Replica has created 40 AI voice actors based on recordings from human actors. The AI turns text into speech, with the user able to customize elements like the pace and the mood or emotion they want the AI to convey. The creator can then send the audio to incorporate into their video game or film project as a voiceover or as dialogue for characters, without the need for deep programming knowledge. As the project evolves, they can revise the AI audio whenever they choose. Though the AI voices are not a perfect imitation of human speech, the potential savings in money and time for edits and reshoots is an obvious attraction for film and video game directors. As part of the agreement to record their voices, the actors are paid with a piece of the revenue for any projects using their AI counterparts.

Unreal has been a particularly fruitful partner for Replica. Voices generated by Replica were used in making the animated film Cassini Logs, which won the Unreal Engine short film competition. Replica began beta testing a plugin for Unreal Engine in November, and developers have used it to record more than 16,000 audio sessions. In the wake of Unreal launching the much-hyped MetaHuman Creator and its hyperrealistic virtual humans in February, there are likely to be a lot more designers looking to combine the two platforms. The new desktop app will merge with the web app, which has been used to record more than 120,000 audio sessions in the last three months, according to the company.

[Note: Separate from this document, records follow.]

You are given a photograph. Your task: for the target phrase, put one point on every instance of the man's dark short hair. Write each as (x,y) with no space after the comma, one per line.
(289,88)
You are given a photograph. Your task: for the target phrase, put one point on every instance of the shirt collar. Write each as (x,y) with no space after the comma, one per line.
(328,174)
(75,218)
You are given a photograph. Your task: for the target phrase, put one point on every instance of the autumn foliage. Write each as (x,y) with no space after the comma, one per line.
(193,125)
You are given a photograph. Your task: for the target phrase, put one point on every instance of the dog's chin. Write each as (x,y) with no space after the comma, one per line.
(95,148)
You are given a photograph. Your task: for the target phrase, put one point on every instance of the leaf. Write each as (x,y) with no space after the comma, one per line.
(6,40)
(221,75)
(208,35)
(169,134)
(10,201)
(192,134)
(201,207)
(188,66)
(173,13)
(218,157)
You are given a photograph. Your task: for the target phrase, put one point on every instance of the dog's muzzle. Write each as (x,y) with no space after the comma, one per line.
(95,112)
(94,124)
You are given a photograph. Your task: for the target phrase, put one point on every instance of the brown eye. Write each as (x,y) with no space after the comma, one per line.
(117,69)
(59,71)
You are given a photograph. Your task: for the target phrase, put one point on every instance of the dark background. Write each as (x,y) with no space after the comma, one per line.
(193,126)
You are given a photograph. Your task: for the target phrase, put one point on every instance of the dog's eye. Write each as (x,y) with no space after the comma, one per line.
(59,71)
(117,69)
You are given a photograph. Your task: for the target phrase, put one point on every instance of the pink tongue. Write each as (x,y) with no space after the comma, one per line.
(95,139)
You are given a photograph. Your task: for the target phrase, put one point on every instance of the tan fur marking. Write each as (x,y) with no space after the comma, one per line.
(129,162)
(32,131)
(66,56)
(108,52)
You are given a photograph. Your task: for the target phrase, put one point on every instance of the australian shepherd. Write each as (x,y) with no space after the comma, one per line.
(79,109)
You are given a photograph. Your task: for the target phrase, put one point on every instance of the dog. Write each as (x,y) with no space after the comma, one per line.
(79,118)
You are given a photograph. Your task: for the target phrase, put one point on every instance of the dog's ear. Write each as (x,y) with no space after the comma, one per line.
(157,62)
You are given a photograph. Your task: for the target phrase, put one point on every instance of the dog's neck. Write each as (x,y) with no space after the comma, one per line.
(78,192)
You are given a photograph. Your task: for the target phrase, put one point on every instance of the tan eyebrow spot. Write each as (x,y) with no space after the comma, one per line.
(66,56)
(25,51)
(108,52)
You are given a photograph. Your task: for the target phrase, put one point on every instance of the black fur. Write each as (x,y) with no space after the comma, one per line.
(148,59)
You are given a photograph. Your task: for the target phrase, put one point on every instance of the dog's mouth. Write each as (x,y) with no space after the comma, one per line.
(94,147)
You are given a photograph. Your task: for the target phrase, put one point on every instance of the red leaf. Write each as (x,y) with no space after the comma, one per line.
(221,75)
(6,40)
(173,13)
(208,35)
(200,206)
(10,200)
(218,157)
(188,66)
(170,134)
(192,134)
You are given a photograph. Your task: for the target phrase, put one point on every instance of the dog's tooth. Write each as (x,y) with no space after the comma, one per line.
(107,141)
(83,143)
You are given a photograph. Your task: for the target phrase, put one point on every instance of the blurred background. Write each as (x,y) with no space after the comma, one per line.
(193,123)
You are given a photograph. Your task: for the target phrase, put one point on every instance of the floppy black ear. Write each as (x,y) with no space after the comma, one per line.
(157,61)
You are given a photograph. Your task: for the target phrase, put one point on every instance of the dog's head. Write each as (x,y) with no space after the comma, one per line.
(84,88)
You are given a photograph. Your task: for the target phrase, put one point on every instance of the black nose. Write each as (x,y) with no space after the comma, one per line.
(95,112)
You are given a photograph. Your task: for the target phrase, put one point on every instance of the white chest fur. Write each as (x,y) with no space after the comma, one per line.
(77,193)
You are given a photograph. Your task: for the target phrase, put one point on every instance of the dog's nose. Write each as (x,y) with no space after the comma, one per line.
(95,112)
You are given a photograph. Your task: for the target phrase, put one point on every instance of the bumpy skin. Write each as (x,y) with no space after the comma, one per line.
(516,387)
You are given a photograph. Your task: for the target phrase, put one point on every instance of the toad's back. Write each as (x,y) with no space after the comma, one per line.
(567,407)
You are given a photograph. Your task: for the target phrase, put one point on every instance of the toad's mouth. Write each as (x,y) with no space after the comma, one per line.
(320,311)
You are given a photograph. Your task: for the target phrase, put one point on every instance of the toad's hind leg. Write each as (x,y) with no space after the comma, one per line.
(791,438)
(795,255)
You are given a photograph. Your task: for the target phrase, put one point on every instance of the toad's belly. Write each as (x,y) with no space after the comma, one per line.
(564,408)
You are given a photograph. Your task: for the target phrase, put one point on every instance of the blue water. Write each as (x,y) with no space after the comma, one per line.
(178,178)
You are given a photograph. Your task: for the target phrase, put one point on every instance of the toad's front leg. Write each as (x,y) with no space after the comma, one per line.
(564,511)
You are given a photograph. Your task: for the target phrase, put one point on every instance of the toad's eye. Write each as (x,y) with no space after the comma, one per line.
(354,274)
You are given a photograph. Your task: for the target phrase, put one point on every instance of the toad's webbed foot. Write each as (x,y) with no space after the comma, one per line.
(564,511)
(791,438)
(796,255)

“Our new Windows and macOS desktop app further offers accessibility to Replica’s high-quality AI character voices and makes
voice production significantly easier for games and filmmakers,” Replica CEO Shreyas Nivas said in a statement. “We think creators will love the breakthrough one-click export to Unreal Engine, Unity and support for Roblox Studio that our app offers and we’re looking forward to seeing the projects created with Replica voices – from games to animations, full-length films and more.”

Hyperreal Unreal

Replica Studios raised a $2.5 million seed round at the end of 2019 to help complete and refine its platform, but it’s far from alone in the synthetic speech market. Startups like Resemble AI and Supertone are raising their own funding rounds to improve and market their synthetic voices, while digital voice interface creator ReadSpeaker recently agreed to augment SoundHound’s Houndify voice AI platform to sound more lifelike. The advances in synthetic speech technology mean even free, limited tools can produce impressive results like this fan-made trailer for Skryim voiced solely by AI. The tech giants aren’t ignoring the space either. Amazon’s voice synthesis tech has already turned Alexa into Samuel L. Jackson and given KFC Canada’s Alexa skill the voice of Colonel Sanders. Microsoft’s Custom Neural Voice service, meanwhile, has made AI versions of everyone from Bugs Bunny to Flo from Progressive Insurance, and Google is producing artificial voices for call centers.